Not that all of these skills were relevant to life in Abu Dhabi in the 1980s. For instance the ability to harvest sapota fruit using a stick and a blanket, or to calm a cow down before milking it by singing old Prem Nazir songs, are not vital skills for the expatriate in the Emirates.

Still she persisted. And I suppose we are all the better because of her lessons.

Back then, as children, whenever we suggested an unnecessarily complicated way of doing something simple, my grandfather would chuckle away. “Why,” she would ask, “are you touching your nose like this, when you can touch it like that?”

Then she would reach around her head with one hand, and touch the tip of her nose.

My grandmother was a terribly refined woman. And she would bring a certain grace even to this utterly graceless gesture. She would also, I suspect, fair better than the current government in New Delhi at running things.

Each day the government finds newer and better ways of reaching around its head and touching its own nose. Take, for instance, this new Direct Cash Transfers initiative. The idea, on paper at least, is commendable. Avoid the terrible leakage in the current subsidies regime by directly crediting them into people’s bank accounts.
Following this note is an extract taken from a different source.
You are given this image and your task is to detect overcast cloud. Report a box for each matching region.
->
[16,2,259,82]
This way you prevent middlemen from diverting subsidised food and fuel away from the targeted needy. Also you give the poor the freedom to do what they choose to with their credits. And as an added bonus there is now a compelling reason for people on the periphery of the banking system to own and run bank accounts.

The government intends to use a somewhat complex new national network of biometric identifiers and identity cards to ensure that the right credits reach the right people at the right time. And it is at this point that my granny would stand up and reach around her head.

Think about it. Instead of doing the simple things that empower people and give them social mobility — building schools, hiring teachers, commissioning power plants, laying roads, providing access to agricultural knowhow and better local institutions — the government is now depending on 21st century technology to make up for 19th century shortcomings.

Will the Direct Cash Transfers help the poor? Maybe. Will it make up for the lack of fundamental infrastructure? Or the fact that a lack of proper markets leads to very little price discovery in agricultural produce and huge wastage? No no. A thousand times no. Yet the government will obsessively keep trying to reach around its head.

One way to highlight this incompetence is to slightly rebrand India’s flagship welfare programmes.Instead of calling it the ‘Mahatma Gandhi National Rural Employment Guarantee Act’ they should really be calling it: ‘Mahatma Gandhi National Employment Guaranatee Act For Places That Even After 60 Years Of Independence Still Have Half-Assed Infrastructure And Laughable Social Institutions, Excuse Us Kindly.”

Similarly why call it Direct Cash Transfers when you can call it the much more accurate: “Direct Cash Transfer To Make You Forget That You Have No Roads, No Hospitals, No Schools For Your Children And No Chance Of Escaping From The Hovel You Call Home!”?

Or am I just complicating things?

Sidin Vadukut is the Foreign Correspondent of Mint and Editor of Mint Indulge.